C++11 Compare types of two variables or a variable against a type

602 Views Asked by At

In summary, I would like to be able to check if the type of an object matches some type or if two objects match types.

The essence of what I'm trying to do is pasted below:

    #include <vector>
    #include <iostream>
    #include <type_traits>

    template< class T1, class T2 >
    bool compare_types(T1, T2)
    {
        return std::is_same<T1, T2>::value;   
    }

    class OBJ
    {
        
    };

    int main(int argc, char *argv[])
    {               

        OBJ a;
        OBJ b;
        int c;
        
        
        std::cout<<"\n"<<compare_types(a, b)<<"\n"; // ok and returns true
        //std::cout<<"\n"<<compare_types(c, int)<<"\n"; // compile error, ideally return true
        //std::cout<<"\n"<<std::is_same<c, int>::value<<"\n"; // compile error, ideally return trues
        //std::cout<<"\n"<<compare_types(a, OBJ)<<"\n"; // compile error, ideally return true
        //std::cout<<"\n"<<std::is_same<a, OBJ>::value<<"\n"; // compile error, ideally return true
        //std::cout<<"\n"<<compare_types(a, std::vector)<<"\n"; // compile error, ideally return false
        //std::cout<<"\n"<<std::is_same<a, b>::value<<"\n"; // compile error, ideally return true
        //std::cout<<"\n"<<std::is_same<a, c>::value<<"\n"; // compile error, ideally return false
        //std::cout<<"\n"<<std::is_same<int, float>::value<<"\n"; // compile error, ideally return false
        std::cout<<"\n"<<std::is_same<int, std::int32_t>::value<<"\n"; // ok and returns true
        
        return 0;        
    }
1

There are 1 best solutions below

0
Ted Lyngmo On
  • Function arguments should be instances. int is not an instance. It's a type.
  • Template parameters can be types (and non-types).

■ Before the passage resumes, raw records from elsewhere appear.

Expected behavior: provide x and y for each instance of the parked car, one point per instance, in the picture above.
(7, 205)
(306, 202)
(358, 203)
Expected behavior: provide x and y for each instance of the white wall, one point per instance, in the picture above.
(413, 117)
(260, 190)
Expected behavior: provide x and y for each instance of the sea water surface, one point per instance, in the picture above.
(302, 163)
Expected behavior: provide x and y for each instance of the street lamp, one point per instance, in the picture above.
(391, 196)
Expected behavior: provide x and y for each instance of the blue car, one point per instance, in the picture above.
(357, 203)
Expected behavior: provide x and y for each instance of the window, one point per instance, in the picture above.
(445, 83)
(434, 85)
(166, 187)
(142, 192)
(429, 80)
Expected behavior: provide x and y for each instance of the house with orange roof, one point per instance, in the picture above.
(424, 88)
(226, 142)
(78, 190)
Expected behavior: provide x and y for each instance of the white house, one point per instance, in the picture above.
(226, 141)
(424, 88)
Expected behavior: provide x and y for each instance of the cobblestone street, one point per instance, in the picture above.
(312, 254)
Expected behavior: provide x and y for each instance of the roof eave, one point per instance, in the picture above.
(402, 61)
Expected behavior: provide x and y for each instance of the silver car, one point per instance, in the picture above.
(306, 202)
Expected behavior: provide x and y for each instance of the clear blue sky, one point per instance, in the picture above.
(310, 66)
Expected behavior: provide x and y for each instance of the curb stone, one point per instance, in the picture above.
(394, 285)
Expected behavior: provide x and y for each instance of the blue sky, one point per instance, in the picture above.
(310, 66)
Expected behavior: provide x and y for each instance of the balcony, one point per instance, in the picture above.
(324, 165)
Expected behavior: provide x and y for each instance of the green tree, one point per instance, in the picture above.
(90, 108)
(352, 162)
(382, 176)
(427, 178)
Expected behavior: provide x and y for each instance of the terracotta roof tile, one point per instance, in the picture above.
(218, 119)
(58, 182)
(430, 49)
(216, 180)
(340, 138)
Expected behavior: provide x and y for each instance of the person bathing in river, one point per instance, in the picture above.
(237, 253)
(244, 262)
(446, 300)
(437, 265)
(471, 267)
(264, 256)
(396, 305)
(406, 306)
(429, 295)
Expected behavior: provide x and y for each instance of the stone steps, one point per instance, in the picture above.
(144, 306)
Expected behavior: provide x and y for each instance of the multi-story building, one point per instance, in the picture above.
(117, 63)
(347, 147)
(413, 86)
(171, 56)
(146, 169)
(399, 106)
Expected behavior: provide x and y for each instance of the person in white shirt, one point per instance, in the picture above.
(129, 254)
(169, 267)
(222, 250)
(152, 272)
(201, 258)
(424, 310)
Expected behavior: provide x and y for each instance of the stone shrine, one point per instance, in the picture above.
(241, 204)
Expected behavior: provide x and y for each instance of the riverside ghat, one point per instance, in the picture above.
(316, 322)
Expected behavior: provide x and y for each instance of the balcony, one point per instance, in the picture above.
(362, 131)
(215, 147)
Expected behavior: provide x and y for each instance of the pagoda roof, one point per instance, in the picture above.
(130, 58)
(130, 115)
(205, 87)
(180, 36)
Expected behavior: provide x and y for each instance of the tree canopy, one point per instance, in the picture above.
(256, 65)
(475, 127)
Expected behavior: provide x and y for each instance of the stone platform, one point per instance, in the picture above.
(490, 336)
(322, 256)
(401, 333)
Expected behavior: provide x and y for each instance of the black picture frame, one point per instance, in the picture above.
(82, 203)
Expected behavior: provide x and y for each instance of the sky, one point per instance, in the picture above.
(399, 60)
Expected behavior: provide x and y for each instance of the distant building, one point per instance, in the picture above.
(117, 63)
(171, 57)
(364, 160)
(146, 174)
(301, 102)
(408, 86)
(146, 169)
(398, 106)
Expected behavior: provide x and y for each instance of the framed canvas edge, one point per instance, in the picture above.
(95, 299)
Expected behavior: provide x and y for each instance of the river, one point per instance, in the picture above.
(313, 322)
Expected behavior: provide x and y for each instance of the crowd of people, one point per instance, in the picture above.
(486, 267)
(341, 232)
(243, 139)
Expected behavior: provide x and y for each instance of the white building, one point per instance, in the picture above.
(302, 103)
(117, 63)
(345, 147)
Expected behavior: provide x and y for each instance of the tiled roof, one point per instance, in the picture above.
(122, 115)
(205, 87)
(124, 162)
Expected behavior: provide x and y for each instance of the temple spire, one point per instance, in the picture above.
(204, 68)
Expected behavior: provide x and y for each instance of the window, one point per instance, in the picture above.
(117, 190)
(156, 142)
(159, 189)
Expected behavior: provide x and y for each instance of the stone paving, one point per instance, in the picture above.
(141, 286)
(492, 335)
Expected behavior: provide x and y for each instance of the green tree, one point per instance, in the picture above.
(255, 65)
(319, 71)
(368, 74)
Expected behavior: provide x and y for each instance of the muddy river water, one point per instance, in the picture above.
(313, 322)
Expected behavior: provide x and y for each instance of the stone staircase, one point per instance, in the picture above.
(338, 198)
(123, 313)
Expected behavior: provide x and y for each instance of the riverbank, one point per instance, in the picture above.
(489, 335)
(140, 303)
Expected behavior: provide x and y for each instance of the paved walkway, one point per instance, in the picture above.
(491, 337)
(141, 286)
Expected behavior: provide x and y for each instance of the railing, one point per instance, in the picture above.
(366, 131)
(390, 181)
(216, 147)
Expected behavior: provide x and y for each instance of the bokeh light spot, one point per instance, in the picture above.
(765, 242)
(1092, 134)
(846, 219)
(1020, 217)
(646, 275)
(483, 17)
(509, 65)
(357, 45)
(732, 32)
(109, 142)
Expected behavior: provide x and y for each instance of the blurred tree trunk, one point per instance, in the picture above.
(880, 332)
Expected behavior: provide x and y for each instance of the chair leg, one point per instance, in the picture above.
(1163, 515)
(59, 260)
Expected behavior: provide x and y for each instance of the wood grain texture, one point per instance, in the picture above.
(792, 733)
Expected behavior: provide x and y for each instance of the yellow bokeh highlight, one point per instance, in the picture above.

So, you need to pass an instance of int to your compare_types:

    std::cout << compare_types(c, int{}) << '\n';

And a type when you use c as a template parameter. Fortunately, decltype(c) provides the type:

    std::cout << std::is_same<decltype(c), int>::value << '\n';

Continue this pattern and your program would look like:

#include <iostream>
#include <type_traits>
#include <vector>

template<class T1, class T2>
bool compare_types(T1, T2) {
    return std::is_same<T1, T2>::value;
}

class OBJ {};

int main(int argc, char* argv[]) {
    OBJ a;
    OBJ b;
    int c;

    std::cout << compare_types(a, b) << '\n'
              << compare_types(c, int{}) << '\n'
              << std::is_same<decltype(c), int>::value << '\n'
              << compare_types(a, OBJ{}) << '\n'
              << std::is_same<decltype(a), OBJ>::value << '\n'
              << std::is_same<decltype(a), decltype(b)>::value << '\n'
              << std::is_same<decltype(a), decltype(c)>::value << '\n'
              << std::is_same<int, float>::value << '\n'
              << std::is_same<int, std::int32_t>::value << '\n';

    // std::cout << compare_types(a, std::vector) << '\n';
}

Demo

I don't know what you hope for with std::vector there. It's not a type in itself. It's a template, so it'd need at least one template parameter (or in C++17 and later versions, something that makes it possible to deduce T).